Quest’anno è partito così, con il Barolo e al Barolo.

Ci sono gli anni del Fegato di Vitello, quelli che fanno ancora impressione a ricordarci, quelli che infastidiscono per la loro consistenza, che sanno di vita e di sangue, sono diventati il nostro piatto meno favorito, che ci auguriamo di non assaggiare mai più.

Poi ci sono quelli After Eight in cui le giornate di lavoro non terminano mai prima delle 20, quelli che sono un contrasto, un miscuglio di elementi eterogenei, ma che alla fine fanno fa piacere aver gustato ricordandoli come un dessert gradevole in confronto ad altri.

Ci sono gli anni degli Acras Creoli, quelli che sanno di fritto e di rivoluzione, di sole, di pesce e di salsa piccante.
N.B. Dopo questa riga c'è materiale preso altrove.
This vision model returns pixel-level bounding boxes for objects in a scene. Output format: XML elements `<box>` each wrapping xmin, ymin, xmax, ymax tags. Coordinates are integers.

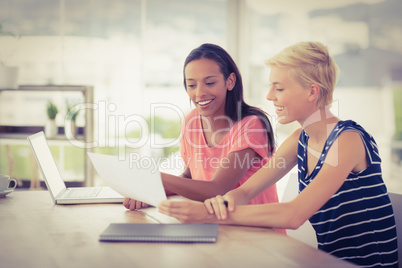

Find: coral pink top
<box><xmin>180</xmin><ymin>109</ymin><xmax>278</xmax><ymax>205</ymax></box>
Gli anni in cui l’estate ti scorre nelle vene e davanti agli occhi senza interruzione. Quelli che non ci si pentirà mai di aver ordinato, nonostante qualche distrurbo di digestione.

Ci sono gli anni della Quiche Senza Formaggio, quelli che sfamano, che sono senza poche pretese ma apprezzabili, che dopo qualche tempo iniziano a stufare e fanno bramare un’altra ricetta. Quelli delle sperimentazioni più o meno bene riuscite.

Ci sono anche gli anni degli spinaci che spessoo sono amarissimi e rare volte dolci e rigeneranti. Quelli che si deve mangiare ogni tanto, perchè fortificano. Quelli che mezzo mondo ha sicuramente nel freezer e ogni tanto scongela.

Poi ci sono gli anni del Barolo, come questo. Quelli che richiedono pazienza, ossigeno e di essere decantati. Quelli che saranno sicuramente buoni e importanti. Quelli che sono intensi, che però non ci si può gustare senza alla base un piatto adatto, sarebbero un peccato e uno spreco. Che se ne inizi a berne un bicchiere non finiresti mai, fino a raggiungere il benessere desiderato. Niente sentore di tappo per ora, ma c’è sempre il rischio di incappare nella bottiglia sbagliata. Stappiamo?